George Romney, Secretary of Housing and Urban Development, said that he acted in response to “the realities of the marketplace.” Yields on almost all long-term investments have risen by well over 1% since last January, when the FHA and VA rates were lifted from 6¾% to 7½%. Recently, lenders have been willing to make mortgage loans at the 7½% rate only by charging discounts as high as ten points—that is, advancing $9 for every $10 that must be repaid. The discount brings the return to lenders in line with that of competing investments, but sellers of existing houses and builders of new ones have either had to absorb the discount or add it to the selling price.
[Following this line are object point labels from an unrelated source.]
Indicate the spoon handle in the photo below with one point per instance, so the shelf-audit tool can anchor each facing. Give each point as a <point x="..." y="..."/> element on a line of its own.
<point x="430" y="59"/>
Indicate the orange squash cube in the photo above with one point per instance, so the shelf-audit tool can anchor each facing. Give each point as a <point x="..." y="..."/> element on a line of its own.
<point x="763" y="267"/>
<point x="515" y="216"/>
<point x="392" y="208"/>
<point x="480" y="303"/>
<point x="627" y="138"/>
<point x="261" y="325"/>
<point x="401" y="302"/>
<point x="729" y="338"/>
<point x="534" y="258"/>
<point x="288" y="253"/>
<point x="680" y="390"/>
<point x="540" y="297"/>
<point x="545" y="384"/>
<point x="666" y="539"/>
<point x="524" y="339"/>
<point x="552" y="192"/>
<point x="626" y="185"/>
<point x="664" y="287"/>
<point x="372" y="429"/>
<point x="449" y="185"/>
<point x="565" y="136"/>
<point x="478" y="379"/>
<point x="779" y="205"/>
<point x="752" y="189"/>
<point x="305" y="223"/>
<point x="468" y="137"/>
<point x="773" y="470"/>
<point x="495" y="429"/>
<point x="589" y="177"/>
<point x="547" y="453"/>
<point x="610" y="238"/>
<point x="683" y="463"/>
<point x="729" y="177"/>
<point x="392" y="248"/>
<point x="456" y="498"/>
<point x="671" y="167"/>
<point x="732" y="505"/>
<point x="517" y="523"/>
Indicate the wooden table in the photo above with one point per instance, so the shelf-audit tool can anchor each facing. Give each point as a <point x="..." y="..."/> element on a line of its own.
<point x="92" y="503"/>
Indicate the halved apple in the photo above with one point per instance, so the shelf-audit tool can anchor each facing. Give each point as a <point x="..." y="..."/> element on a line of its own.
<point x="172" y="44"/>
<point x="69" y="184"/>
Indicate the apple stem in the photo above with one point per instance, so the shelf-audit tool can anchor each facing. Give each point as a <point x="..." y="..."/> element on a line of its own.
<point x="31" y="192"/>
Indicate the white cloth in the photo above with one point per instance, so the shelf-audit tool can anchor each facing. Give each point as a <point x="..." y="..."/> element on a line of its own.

At the new 8½% rate, discounts on FHA and VA loans should drop sharply, except in four states and the District of Columbia, which have legal limits below 8½% for FHA and VA mortgages. In those five jurisdictions, lenders are likely to be more unwilling than before to make FHA and VA home loans at all. The 1% increase in the mortgage rate will add $4,473 to the cost of buying a $25,000 home with a 25-year loan and a minimum down payment of $2,500.
The Administration contends that the solution for housing’s plight is to cure inflation, which should not only allow all interest rates to decline but increase the flow of money into the prime sources of mortgage loans: savings and loan associations and savings banks. That may take some time. Meanwhile, the nation’s output of housing is likely to decline further and the high price of home loans seems certain to fan demands in Congress for measures to funnel less costly money into home financing.